Lassen sich die Themen „Digitalisierung“ und „Postwachstum“ verknüpfen?
Ja, sicherlich. Zum einen zwingt uns die Digitalisierung zum Nachdenken, zur Neubesinnung, zum grundlegenden Durchdenken unserer gesamten Wirtschafts- und Gesellschaftsordnung. Und wenn sich eh sehr vieles ändern muss, dann können auch gleich Ideen der Postwachstumsbewegung in die Neugestaltung einfließen – vor allem die der Gemeinwohl-Ökonomie, die ich persönlich für das durchdachteste und sinnvollste Konzept halte, weil es ans unternehmerische Denken anknüpft und es geschickt nutzt, statt es nur plump abzulehnen und zu bekämpfen. Dadurch ist die Gemeinwohl-Ökonomie für viele Unternehmer verständlich und akzeptabel – und somit auch politisch viel einfacher durchsetzbar. Wenn unsere Wirtschaftsordnung aufgrund des Digitalisierungsdrucks sowieso gründlich überarbeitet und neu definiert werden muss, dann sollten wir auch gleich eine Verpflichtung zur Gemeinwohlbilanz und ein gemeinwohlorientiertes Steuersystem integrieren. Die erste Verknüpfungsmöglichkeit ist also die politisch-gesetzgeberische Ebene. Und die zweite Verknüpfungsmöglichkeit ist die pragmatische Ebene. Die neuen digitalen Möglichkeiten können natürlich auch dazu genutzt werden, Umweltprobleme auf technische Art und Weise zu reduzieren: durch eine effizientere Nutzung von Energie und Rohstoffen; durch die Entwicklung einer Kreislaufwirtschaft ohne große Abfallmengen; durch eine Veränderung des Lebensstils, bei dem Technik nicht mehr als Statussymbol dient, sondern zur Lösung von Problemen und zur Befriedigung von Bedürfnissen. So könnte ja zum Beispiel eine Künstliche Intelligenz wesentlich dazu beitragen, das noch nicht gelöste Problem der Kernfusion zu lösen oder eine hochleistungsfähige Batterie für Elektroautos zu entwickeln, die mit wesentlich weniger raren Ressourcen funktioniert als die heutigen. Die Digitalisierung zwingt uns dazu, alles auf den Prüfstand zu stellen und uns klar zu werden, wer wir sind, was unser Menschsein ausmacht, was wir tatsächlich brauchen, auf was wir verzichten können und vor allem auch wollen!

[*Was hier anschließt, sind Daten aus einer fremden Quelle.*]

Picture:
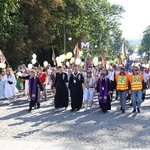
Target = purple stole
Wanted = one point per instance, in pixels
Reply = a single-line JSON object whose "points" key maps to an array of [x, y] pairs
{"points": [[33, 92], [103, 93]]}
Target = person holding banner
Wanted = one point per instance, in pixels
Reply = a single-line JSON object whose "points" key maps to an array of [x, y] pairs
{"points": [[10, 85], [34, 84], [136, 88]]}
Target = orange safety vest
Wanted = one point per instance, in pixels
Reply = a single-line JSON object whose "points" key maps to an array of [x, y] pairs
{"points": [[136, 82], [122, 82]]}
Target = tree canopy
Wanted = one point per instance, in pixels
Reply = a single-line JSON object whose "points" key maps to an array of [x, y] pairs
{"points": [[33, 26]]}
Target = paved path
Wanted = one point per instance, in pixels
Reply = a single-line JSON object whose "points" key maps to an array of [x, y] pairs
{"points": [[48, 129]]}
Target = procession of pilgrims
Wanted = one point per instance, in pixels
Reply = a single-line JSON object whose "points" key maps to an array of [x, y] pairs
{"points": [[77, 87]]}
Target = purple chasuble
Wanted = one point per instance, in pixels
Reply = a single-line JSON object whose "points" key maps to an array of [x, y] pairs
{"points": [[103, 91], [33, 92]]}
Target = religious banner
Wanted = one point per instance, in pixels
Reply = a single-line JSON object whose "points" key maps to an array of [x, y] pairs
{"points": [[2, 57], [53, 56]]}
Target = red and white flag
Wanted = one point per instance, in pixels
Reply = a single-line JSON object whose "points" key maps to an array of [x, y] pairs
{"points": [[2, 57]]}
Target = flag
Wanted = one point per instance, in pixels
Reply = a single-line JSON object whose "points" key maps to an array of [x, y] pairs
{"points": [[122, 52], [53, 56], [103, 56], [76, 52], [88, 63], [128, 66], [2, 57]]}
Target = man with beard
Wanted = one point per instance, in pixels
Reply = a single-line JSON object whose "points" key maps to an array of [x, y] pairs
{"points": [[76, 89]]}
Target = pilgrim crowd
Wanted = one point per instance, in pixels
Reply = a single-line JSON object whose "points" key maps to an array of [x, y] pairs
{"points": [[77, 85]]}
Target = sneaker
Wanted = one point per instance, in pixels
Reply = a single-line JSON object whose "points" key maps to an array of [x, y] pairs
{"points": [[72, 110], [15, 99], [123, 111], [138, 110], [85, 109], [134, 110]]}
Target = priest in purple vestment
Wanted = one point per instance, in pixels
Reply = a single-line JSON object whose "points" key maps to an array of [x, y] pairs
{"points": [[34, 83], [104, 90]]}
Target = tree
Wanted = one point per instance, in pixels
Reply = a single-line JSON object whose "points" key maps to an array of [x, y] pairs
{"points": [[12, 30], [145, 44]]}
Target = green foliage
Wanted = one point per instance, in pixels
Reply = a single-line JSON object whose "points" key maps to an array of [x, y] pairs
{"points": [[145, 44], [31, 26]]}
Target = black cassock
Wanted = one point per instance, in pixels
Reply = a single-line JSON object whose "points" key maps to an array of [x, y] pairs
{"points": [[76, 90], [61, 97], [37, 84]]}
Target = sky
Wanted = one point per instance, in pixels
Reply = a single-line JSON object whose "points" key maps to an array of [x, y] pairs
{"points": [[135, 19]]}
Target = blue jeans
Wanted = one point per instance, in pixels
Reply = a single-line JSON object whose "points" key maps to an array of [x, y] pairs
{"points": [[134, 95]]}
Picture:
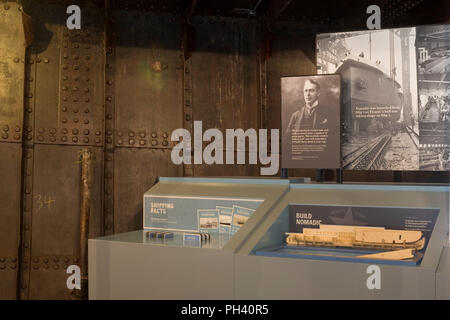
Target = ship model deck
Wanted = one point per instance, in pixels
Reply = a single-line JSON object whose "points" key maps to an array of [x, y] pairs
{"points": [[357, 237]]}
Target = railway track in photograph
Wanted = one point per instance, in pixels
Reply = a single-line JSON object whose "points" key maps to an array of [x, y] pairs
{"points": [[367, 156]]}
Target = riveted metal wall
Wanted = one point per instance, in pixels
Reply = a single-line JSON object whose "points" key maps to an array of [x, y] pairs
{"points": [[12, 72], [144, 90], [225, 82], [64, 113], [56, 216]]}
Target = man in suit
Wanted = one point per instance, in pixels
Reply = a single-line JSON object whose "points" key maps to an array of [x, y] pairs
{"points": [[311, 115]]}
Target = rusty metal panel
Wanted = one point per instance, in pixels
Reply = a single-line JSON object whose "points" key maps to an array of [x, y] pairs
{"points": [[136, 171], [148, 79], [69, 78], [10, 193], [225, 73], [56, 216], [12, 72]]}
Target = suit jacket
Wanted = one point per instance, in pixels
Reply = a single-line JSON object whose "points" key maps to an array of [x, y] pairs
{"points": [[321, 118]]}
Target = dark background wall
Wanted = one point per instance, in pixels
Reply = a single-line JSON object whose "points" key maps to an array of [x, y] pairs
{"points": [[118, 87]]}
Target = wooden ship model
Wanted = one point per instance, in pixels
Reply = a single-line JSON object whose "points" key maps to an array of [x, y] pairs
{"points": [[403, 243]]}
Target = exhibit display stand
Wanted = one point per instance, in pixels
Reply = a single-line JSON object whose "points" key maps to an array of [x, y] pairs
{"points": [[132, 266], [262, 273], [251, 260]]}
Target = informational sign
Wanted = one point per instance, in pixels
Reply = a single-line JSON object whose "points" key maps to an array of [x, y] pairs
{"points": [[310, 119], [199, 214]]}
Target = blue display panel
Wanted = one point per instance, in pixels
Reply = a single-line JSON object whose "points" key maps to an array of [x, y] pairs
{"points": [[200, 214]]}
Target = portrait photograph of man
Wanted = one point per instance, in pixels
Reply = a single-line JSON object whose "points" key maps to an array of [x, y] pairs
{"points": [[310, 119]]}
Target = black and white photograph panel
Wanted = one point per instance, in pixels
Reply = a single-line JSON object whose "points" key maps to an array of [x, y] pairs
{"points": [[433, 65], [310, 119], [379, 111]]}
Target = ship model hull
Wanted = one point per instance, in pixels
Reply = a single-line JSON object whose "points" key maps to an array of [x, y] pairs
{"points": [[357, 237]]}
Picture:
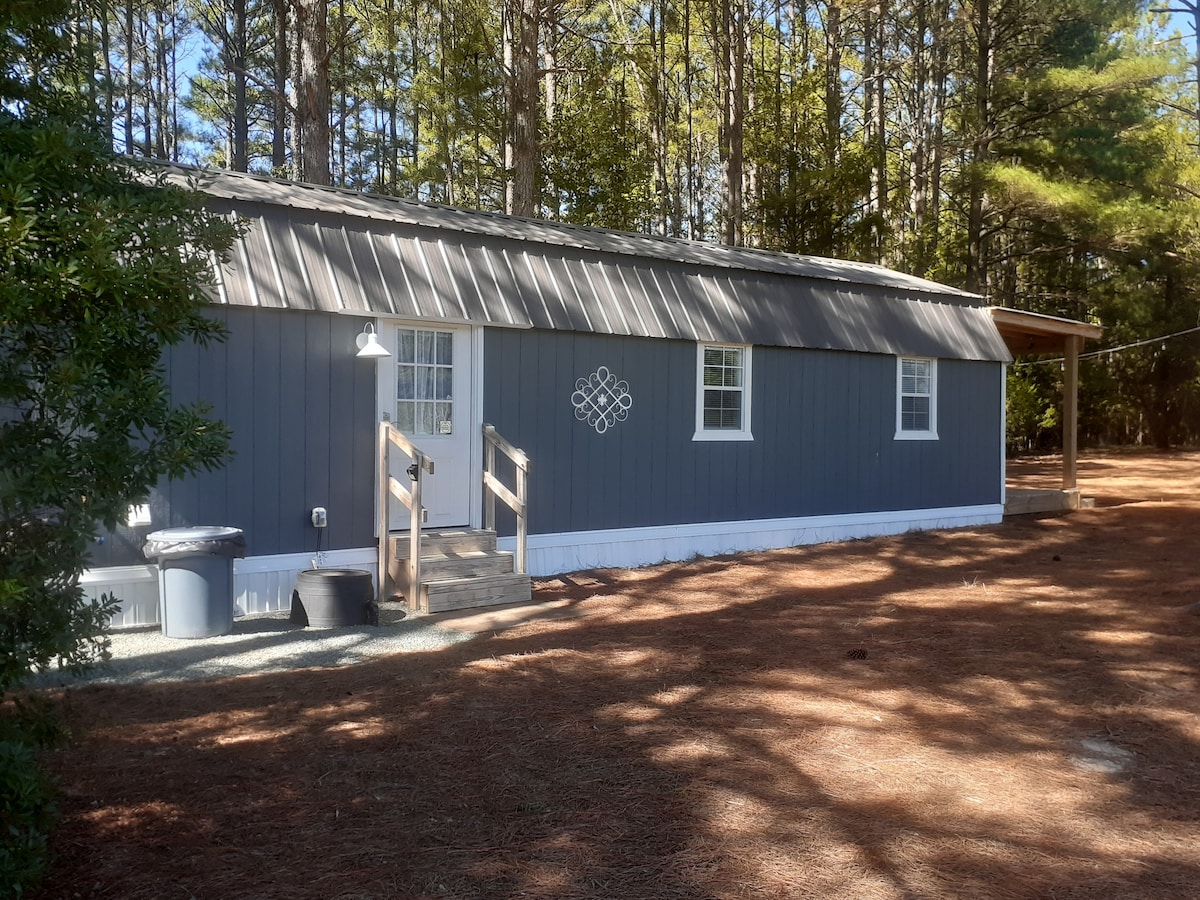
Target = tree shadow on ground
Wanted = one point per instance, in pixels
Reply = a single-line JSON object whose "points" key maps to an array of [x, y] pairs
{"points": [[703, 733]]}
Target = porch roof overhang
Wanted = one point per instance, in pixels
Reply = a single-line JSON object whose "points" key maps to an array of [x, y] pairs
{"points": [[1030, 333]]}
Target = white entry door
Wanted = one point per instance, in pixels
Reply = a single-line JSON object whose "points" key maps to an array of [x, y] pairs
{"points": [[429, 381]]}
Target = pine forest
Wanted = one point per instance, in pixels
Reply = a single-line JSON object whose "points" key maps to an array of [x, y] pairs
{"points": [[1041, 153]]}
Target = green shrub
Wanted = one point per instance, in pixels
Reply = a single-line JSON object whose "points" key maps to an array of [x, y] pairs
{"points": [[28, 810]]}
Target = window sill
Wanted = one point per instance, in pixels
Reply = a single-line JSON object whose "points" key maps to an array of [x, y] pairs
{"points": [[723, 436]]}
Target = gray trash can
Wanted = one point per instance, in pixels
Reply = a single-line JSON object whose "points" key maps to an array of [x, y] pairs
{"points": [[196, 577]]}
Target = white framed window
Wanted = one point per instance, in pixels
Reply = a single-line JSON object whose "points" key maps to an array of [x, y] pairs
{"points": [[723, 393], [916, 399]]}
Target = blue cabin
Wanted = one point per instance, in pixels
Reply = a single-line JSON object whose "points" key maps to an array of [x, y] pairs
{"points": [[663, 397]]}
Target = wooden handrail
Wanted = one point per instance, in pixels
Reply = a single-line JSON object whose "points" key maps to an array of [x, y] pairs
{"points": [[391, 486], [493, 487]]}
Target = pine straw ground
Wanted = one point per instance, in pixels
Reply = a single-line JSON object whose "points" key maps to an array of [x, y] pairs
{"points": [[705, 732]]}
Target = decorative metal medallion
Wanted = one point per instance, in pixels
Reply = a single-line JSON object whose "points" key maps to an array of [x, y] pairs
{"points": [[600, 400]]}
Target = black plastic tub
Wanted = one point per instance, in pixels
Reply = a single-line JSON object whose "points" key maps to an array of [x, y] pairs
{"points": [[329, 598]]}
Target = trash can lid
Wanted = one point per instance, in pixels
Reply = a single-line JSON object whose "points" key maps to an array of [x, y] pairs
{"points": [[195, 533]]}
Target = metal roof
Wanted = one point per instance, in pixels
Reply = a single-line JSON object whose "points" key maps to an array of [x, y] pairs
{"points": [[327, 249]]}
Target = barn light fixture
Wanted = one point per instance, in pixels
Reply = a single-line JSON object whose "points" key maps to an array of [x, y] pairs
{"points": [[369, 345]]}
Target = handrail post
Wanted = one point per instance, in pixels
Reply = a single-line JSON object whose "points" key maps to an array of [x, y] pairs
{"points": [[414, 539], [522, 517], [382, 514], [489, 467]]}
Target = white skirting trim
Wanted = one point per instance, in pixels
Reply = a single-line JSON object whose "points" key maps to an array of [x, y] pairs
{"points": [[259, 583], [621, 547]]}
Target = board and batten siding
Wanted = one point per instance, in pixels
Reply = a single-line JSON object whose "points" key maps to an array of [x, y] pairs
{"points": [[823, 426], [303, 414]]}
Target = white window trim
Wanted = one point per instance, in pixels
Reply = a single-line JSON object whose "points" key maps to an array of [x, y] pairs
{"points": [[931, 432], [743, 433]]}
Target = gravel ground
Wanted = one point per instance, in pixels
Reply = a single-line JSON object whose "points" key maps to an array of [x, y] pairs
{"points": [[257, 643]]}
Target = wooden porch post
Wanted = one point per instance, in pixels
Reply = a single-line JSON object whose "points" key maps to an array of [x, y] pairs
{"points": [[1074, 343]]}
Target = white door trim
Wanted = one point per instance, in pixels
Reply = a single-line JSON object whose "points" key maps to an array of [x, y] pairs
{"points": [[385, 401]]}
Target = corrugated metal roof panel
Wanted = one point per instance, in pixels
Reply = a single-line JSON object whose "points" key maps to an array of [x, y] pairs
{"points": [[399, 210], [311, 259]]}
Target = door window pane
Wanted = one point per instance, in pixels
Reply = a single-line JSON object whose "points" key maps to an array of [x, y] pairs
{"points": [[424, 381]]}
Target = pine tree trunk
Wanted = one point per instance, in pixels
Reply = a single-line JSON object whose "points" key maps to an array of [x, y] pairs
{"points": [[976, 275], [240, 160], [280, 119], [521, 76], [312, 90]]}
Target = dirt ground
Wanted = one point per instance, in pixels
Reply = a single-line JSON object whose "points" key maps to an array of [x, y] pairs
{"points": [[1006, 712]]}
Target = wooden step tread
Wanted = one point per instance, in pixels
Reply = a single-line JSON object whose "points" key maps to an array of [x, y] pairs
{"points": [[461, 540], [480, 591], [475, 563]]}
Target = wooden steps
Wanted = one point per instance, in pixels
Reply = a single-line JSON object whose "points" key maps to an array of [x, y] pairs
{"points": [[461, 569]]}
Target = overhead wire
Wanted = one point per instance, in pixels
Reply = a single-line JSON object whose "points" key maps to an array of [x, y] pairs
{"points": [[1110, 351]]}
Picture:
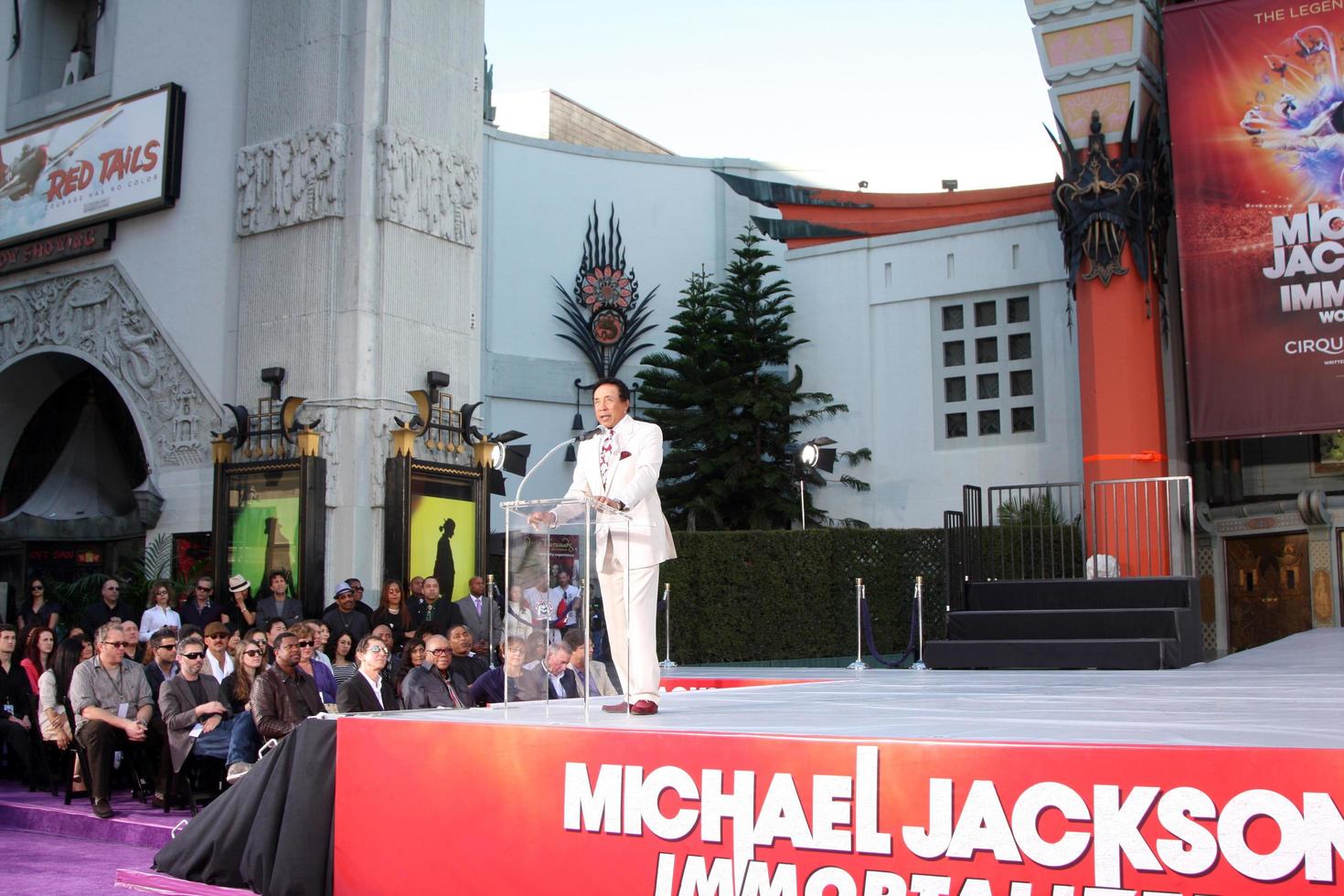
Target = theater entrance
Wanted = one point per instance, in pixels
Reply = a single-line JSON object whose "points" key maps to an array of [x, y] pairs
{"points": [[74, 496], [1267, 589]]}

Worin liegt die hohe Bedeutung der Digitalisierung? Was ist das Besondere an ihr?
Neu ist die Geschwindigkeit der Veränderungen: die Geschwindigkeit technischer Innovation, noch mehr aber die Geschwindigkeit, mit der neue Produkte und Geschäftsmodelle den Markt, unsere Gesellschaft und unseren Alltag durchdringen. Das Festnetztelefon brauchte 75 Jahre, um 100 Mio. Nutzer zu erreichen, das Mobiltelefon 16 Jahre, das Internet 7 Jahre, Facebook 4 Jahre, WhatsApp 2 Jahre. Sogenannte Plattform-Geschäftsmodelle prägten innerhalb weniger Jahre den Markt verschiedener Branchen: Amazon wurde größter Buchhändler, ohne einen einzigen Buchladen zu haben; Apple zum größten Musikhändler, ohne eine einzige CD verkauft zu haben; Uber vermittelte über 5 Mrd. Taxifahrten, ohne ein eigenes Taxi zu haben; Airbnb vermittelte über 3 Mio. Zimmer, ohne ein eigenes Gebäude zu haben. Europa hat diese Entwicklung verschlafen und deshalb gibt es eine bedenkliche Dominanz US-amerikanischer Konzerne. Nur China hat schon früh damit begonnen, dem eigene Entwicklungen entgegenzusetzen, um hier in keinerlei Abhängigkeit zu geraten. Deshalb befinden sich unter den größten Online-Plattformen der Welt nur US-amerikanische und chinesische IT-Konzerne. Und viele US-Unternehmen haben dabei in China nur einen sehr geringen Marktanteil.
Und alle sammeln wie wild unsere Daten.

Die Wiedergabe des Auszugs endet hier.